Event units deserve a separate mental bucket. Their public value can move faster than their practical map value because players trade, clip, and rank them before long-term testing settles. When a May event or update code implies new materials, I wait for role confirmation before rewriting the whole tier structure. Event hype is information, but it is not the same as verified placement value.

The role labels are intentionally plain. Boss-killer means the unit should be judged against high-health targets. Utility means the unit changes enemy movement, uptime, or timing. Support means the unit improves other units. Farm means the unit changes the economy. Hybrid means the unit can cover more than one job, but still needs a concrete reason to be placed.

If you are comparing two damage units, test them on the same map and the same placement style. A unit tested on Wano Bridge should not be compared directly with a unit tested on Storm Harbor if their firing windows differ. The calculator can compare baseline power, but placement decides how much of that power is used.
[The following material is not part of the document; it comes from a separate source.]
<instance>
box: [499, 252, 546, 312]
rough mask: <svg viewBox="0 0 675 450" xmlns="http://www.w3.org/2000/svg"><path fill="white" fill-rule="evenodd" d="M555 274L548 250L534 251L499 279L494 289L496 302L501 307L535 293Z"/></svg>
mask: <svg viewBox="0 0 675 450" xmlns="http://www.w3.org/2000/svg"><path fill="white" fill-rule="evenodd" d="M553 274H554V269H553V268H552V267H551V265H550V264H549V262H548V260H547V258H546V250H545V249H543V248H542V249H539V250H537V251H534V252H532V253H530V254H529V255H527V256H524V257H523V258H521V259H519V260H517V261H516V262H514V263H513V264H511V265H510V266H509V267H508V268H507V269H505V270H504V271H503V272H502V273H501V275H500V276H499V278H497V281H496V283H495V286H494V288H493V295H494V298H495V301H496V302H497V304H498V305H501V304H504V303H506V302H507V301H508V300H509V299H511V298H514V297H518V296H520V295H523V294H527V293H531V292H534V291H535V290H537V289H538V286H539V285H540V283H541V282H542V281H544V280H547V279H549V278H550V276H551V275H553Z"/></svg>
I keep sourced unit names even when a shorter fan nickname would be easier. Search pages often drift when nicknames replace visible roster names. Full names such as First Emperor (Greatest), Water God (Primordial), and Crow Shinobi (Reanimated) make the page easier to verify against public roster sources and in-game UI.

Cost matters most before the account has a stable farm loop. A high-cost unit can be correct after economy is established and wrong before that point. Beginners should read cost as a timing constraint, not only as a price. If a unit arrives too late to stop the leak, its theoretical value does not help the current run.
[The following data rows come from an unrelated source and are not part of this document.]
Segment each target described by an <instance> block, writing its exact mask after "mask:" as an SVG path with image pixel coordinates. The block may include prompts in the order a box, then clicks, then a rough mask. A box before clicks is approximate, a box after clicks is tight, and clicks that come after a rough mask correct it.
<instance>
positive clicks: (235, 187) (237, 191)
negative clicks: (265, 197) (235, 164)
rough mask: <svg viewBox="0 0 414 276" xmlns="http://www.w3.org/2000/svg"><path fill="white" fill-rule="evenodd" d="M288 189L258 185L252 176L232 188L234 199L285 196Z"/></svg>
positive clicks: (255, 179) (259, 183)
The final unit-list habit is to sort twice. First sort by the role you need, then sort by efficiency inside that role. Sorting the whole roster by one damage number hides the context that makes tower defense decisions work.

Another useful comparison is replacement cost. If a new unit replaces a cheap opener, the account may need stronger economy before the replacement feels good. If it replaces an expensive boss killer, the question becomes whether it creates more damage during the same boss window. The same unit can be a good pull for one account and a luxury pull for another.

Unit value also changes with player attention. A tower that needs exact placement, manual timing, or careful upgrade order can be excellent for push attempts and annoying for farming. A slightly weaker unit that runs cleanly can be better for repeated material farming because consistency matters over many runs.

When I update this list, I check whether a unit changed role before changing its rank. A damage increase may not alter the job. A range, aura, cost, or control change can alter the job completely. Role changes matter more because they affect builds, maps, rerolls, and beginner advice at the same time.

A final roster check is bench value. Some units are not part of the main push team but still help with farming, event routes, or early stabilizing. Marking them as useless because they are not S tier can make a new account worse. Keep a unit when it solves a repeatable job, even if it is not part of the dream build.

FAQ

Are these real UTDX unit names?

Yes. Names are based on public UTDX roster/value sources rather than generic tower placeholders.

Are the DPS values official?

No. They are calculator baselines for planning and are labelled as modelled.

Which unit type should beginners prioritize?

A cheap damage opener, one control unit, and one support or economy option usually beat a single rare damage chase.

Why list support units with low DPS?

Support units can raise team output even when their personal damage is small.

What does DPS per cost mean?

It measures early efficiency. Slot-capped endgame builds should care more about damage density and uptime.

Do event units change the list?

Yes. Event units can change rankings after players verify placement, range, and upgrade behavior.